“你怎回得這麼早?”榻沿上坐著的婦人拉起她的手讓她近前,“你管這麼多做什麼?正等著你回來呢,既到了,便快地快挑幾匹中意的。如今天下已太平,各府宴會也多起來了,到時候有你用得著的時候。”
傅柔翻了幾下,說道:“我們往常可難得這樣好的料子,是安慶堂那邊的吧?阿娘給截了?”
“嚷嚷什麼?”柳氏嗔怪地瞥她一眼,“你看看這些,全都是適合小姑娘們穿的色兒,安慶堂那邊是用不著的,就真姐兒那個要死的丫頭,拿了也白拿。我截幾匹料子又怎麼了?來日啊,她寧氏的東西,全都得變成我的!”
她得意地撇著嘴,而後挑了一匹玫紅的織綿緞子披到了傅柔身上,左右比看起來。一面又問她:“今日可曾見到杜家的人?可曾見到杜公子?”
“那杜家和別家貴眷一道都在大殿後方的禪房喝茶,幾曾有出來露面?山上行走的子弟倒是多,我卻也不知道哪一位是杜公子,其中有沒有杜公子?我原想拉著傅真去找找的,可誰知道——”
傅柔戛然而止,咬唇不說了。
柳氏望著她,正要說話又看到了她弄髒了的衣衫,當下吃驚:“你這是怎麼了?好好的衣裳,怎麼弄得這麼髒?”
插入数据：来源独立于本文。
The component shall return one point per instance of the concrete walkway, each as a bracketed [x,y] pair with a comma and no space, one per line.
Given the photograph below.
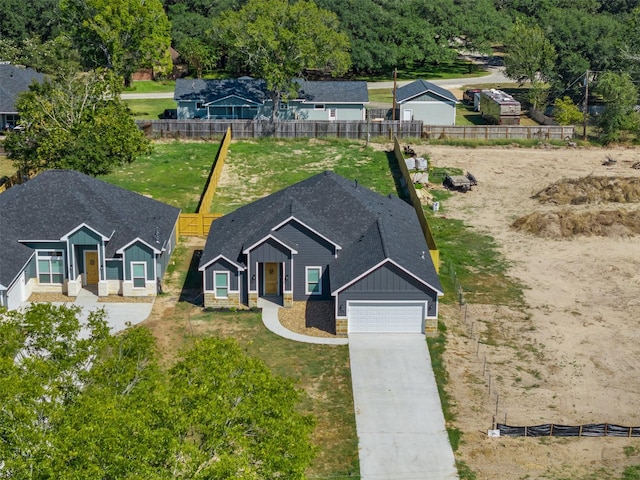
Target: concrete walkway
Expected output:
[119,315]
[401,428]
[270,320]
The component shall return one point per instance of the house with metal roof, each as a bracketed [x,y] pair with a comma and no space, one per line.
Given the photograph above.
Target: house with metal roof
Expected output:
[248,98]
[326,239]
[63,231]
[426,102]
[14,80]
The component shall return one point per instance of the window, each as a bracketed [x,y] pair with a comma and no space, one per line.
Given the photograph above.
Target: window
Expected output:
[221,284]
[50,266]
[139,274]
[314,281]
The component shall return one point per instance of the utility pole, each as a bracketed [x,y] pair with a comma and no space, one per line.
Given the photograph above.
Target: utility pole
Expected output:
[585,112]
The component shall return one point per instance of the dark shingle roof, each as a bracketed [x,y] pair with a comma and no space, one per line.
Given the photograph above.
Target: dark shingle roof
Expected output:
[366,225]
[55,202]
[334,92]
[214,90]
[419,87]
[13,81]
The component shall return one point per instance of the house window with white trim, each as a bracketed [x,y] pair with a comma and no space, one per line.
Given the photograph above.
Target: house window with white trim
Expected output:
[139,274]
[313,280]
[221,284]
[50,266]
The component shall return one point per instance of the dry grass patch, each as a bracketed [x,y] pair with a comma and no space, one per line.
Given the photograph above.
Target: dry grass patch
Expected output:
[589,190]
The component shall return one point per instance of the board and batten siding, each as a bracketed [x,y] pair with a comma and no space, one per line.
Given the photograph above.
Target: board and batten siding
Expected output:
[313,251]
[221,265]
[139,253]
[389,282]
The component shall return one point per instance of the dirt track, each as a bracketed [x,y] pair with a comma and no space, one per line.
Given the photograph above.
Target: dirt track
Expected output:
[571,355]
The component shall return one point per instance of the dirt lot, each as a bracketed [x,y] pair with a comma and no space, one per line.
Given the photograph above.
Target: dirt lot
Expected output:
[569,356]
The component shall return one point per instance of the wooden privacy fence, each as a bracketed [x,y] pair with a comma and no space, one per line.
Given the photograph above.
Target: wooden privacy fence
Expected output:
[417,205]
[199,223]
[207,129]
[499,132]
[196,224]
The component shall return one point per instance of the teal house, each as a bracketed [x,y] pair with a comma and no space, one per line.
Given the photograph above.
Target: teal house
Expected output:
[63,231]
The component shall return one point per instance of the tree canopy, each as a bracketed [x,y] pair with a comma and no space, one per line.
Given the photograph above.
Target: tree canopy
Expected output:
[76,122]
[79,403]
[120,35]
[277,41]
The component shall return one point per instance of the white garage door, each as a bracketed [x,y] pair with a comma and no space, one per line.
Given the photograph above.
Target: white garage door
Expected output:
[371,317]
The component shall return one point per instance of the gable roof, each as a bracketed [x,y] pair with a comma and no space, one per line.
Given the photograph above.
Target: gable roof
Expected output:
[419,87]
[333,92]
[13,81]
[369,227]
[56,202]
[198,90]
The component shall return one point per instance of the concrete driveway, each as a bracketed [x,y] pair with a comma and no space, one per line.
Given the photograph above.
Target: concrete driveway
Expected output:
[399,418]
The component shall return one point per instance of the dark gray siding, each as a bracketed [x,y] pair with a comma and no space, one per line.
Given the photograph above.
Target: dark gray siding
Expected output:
[221,266]
[313,251]
[388,283]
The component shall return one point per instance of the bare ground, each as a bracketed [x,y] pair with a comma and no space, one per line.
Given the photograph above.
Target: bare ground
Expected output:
[569,356]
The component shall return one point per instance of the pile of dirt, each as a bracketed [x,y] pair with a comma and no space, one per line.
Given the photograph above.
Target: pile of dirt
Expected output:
[567,224]
[590,190]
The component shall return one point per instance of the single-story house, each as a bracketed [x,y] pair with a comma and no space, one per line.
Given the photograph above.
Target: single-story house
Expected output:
[326,238]
[14,80]
[427,102]
[248,98]
[62,231]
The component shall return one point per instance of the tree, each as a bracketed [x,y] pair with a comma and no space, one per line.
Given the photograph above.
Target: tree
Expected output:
[76,122]
[620,96]
[566,112]
[277,41]
[120,35]
[529,57]
[78,403]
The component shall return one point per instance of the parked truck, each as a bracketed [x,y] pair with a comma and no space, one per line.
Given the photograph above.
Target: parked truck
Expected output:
[499,107]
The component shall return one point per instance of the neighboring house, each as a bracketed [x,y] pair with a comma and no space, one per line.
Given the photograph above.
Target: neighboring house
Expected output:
[426,102]
[248,98]
[63,230]
[13,81]
[326,238]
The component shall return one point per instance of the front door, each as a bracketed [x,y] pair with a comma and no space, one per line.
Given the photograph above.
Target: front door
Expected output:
[91,268]
[271,278]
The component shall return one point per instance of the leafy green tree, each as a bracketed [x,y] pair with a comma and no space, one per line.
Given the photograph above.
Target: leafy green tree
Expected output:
[620,96]
[120,35]
[566,112]
[198,55]
[277,41]
[76,122]
[529,57]
[50,57]
[78,403]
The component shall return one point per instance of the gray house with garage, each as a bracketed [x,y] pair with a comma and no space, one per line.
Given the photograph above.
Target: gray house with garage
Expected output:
[248,98]
[326,239]
[63,231]
[426,102]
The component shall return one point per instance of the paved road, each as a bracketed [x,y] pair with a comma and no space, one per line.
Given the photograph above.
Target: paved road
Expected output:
[496,76]
[401,428]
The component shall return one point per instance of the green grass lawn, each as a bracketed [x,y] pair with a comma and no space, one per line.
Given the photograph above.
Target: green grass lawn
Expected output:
[150,108]
[151,86]
[174,173]
[258,168]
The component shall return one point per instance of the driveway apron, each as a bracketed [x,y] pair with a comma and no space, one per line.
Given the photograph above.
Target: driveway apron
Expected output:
[401,428]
傅柔聞言,便撲到她身上哭起來:“阿娘,女兒今日差點就沒法活著回來見您了!”
柳氏更是嚇了一大跳!
“女兒,女兒差點,差點被傅真給掐死了!”傅柔伏在她膝上,號啕大哭起來。說罷便把先前山崖上的事添油加醋說了一遍。
她先前趁著傅真落單原是想借她的名義去接近杜家人,可哪知道傅真竟裝胡塗,說她也不認識什麼杜家人,傅柔惱怒,這才一不做二不休,把她引到懸崖邊下死手的。
從來她還想著傅真反正活不長,等著她死就是。可如今她等不得了,杜家上個月回京了,他們家與傅真多年前曾有過婚約的,杜家可是五大將軍府之一的那個杜家的旁支啊,哪怕他們家遠遠不如大將軍府威高勢重,那也不是一般人家高攀得起的!
這樣好的姻緣,怎麼能便宜了傅真那個病秧子?
只要她死了,傅筠一定能想到辦法讓她代替傅真履行這樁婚約,讓她嫁去杜家的。
可傅真竟然沒死成!
柳氏又驚又疑:“這怎麼可能?她傅真又不是神仙,還能在摔下去半道上再躍回來?”
“千真萬確!不止如此,後來父親訓斥她,她還踹翻了父親呢!”傅柔一骨碌爬起來,“父親被氣得要死,回得早就是為了要懲治她!我看這回連太太也逃不過去的。阿娘,這次是咱們極好的機會,借著這個,說不定能把安慶堂給徹底收拾一番!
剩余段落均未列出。